I haven't used coconut milk in a curry for a very long time, I forgot how good it was! This is a very easy recipe, and great because it's dairy free. Don't forget the mango chutney to serve.
Ingredients (serves 2)
for the curry -
- vegetable oil
- 1 onion, sliced
- 3 cloves of garlic, finely chopped or crushed
- 1/2 a courgette, sliced
- 2/3 can of coconut milk
- 4 cardamon pods, seeds removed and crushed
- 8 coriander seeds, crushed
- 1/2 tsp cinnamon
- 1 tsp turmeric
- 1 tsp coriander powder
- 1 tsp ground ginger
- 1 tsp tomato puree
- 1 tsp korma paste
- 1 tsp smooth peanut butter
- 1 tbsp fresh coriander, finely chopped
- 1 tbsp fresh coriander, finely chopped
- a pinch of chilli flakes, or half a fresh chilli if you have one
- a handful of spinach
- 1 salmon fillet
- 10 frozen king prawns, thawed in warm water
- pepper
for the rice -
- vegetable oil
- 1/2 cup basmati rice
- 1/2 a small onion, sliced
- 1 tsp turmeric
- 1 tsp curry powder
- 4 whole cardamon pods
- 6 coriander seeds, crushed
- enough boiling water to cover the rice
1. Start by making the curry. Fry the onion and garlic in a little vegetable oil for a minute and then add the courgette, all the spices, tomato puree, korma paste, peanut butter and coconut milk.
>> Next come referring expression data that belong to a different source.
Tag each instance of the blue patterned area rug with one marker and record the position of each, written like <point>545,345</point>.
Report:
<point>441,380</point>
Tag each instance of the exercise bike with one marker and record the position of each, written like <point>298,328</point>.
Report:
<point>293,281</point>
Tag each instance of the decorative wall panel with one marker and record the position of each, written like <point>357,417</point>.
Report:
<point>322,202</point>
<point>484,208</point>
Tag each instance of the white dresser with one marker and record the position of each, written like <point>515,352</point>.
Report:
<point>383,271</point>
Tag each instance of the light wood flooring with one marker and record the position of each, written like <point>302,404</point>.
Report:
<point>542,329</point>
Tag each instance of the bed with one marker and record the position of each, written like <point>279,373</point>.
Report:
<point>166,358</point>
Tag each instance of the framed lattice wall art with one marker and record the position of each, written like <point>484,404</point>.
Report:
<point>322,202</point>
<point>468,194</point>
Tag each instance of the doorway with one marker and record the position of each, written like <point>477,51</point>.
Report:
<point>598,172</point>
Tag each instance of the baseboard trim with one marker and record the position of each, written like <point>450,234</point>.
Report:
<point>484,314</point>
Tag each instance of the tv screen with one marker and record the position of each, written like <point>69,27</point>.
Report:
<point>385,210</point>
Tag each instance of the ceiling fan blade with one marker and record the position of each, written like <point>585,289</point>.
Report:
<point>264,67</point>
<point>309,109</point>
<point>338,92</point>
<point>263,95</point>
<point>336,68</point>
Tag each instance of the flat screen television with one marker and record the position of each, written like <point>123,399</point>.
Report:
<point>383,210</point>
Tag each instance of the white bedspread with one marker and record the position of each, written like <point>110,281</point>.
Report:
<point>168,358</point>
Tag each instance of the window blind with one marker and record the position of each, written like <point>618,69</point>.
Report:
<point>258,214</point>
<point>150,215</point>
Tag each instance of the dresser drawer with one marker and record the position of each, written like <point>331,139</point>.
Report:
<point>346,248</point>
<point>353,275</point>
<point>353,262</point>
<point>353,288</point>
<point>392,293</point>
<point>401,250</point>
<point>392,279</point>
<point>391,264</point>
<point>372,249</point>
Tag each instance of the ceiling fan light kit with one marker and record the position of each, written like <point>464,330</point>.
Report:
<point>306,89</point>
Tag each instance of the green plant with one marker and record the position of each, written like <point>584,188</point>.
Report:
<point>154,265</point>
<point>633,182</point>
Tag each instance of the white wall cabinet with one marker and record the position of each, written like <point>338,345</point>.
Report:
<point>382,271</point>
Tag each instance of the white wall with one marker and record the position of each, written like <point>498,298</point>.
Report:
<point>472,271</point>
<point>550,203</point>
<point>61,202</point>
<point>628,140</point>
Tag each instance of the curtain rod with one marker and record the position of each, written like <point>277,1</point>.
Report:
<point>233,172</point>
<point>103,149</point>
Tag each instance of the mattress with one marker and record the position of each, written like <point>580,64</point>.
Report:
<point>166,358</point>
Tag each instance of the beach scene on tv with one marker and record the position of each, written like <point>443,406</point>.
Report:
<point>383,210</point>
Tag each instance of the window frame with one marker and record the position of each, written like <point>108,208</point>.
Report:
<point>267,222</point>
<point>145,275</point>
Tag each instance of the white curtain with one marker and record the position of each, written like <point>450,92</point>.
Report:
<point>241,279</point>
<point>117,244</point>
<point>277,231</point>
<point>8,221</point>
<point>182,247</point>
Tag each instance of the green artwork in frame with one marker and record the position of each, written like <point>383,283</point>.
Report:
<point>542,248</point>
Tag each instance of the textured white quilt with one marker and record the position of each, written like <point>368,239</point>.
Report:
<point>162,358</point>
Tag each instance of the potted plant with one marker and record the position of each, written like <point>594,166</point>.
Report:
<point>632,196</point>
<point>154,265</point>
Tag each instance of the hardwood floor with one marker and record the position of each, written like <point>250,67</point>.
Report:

2. After 5 minutes of cooking the curry, turn the heat down to medium and begin making the rice. Keep an eye on the curry, as it might need a dash of water.
3. In a small frying pan, fry the onion in some oil and then add all the other ingredients. Place a lid on top (do not remove it), turn the heat right down and cook for 8 minutes.
4. When the rice has been simmering for four minutes, add the salmon to the curry. The skin of the fish should peel off easily after a minute or so. Mash the salmon into the curry, then finally put in the prawns and spinach. Cook for a further few minutes, by which time the rice should be ready.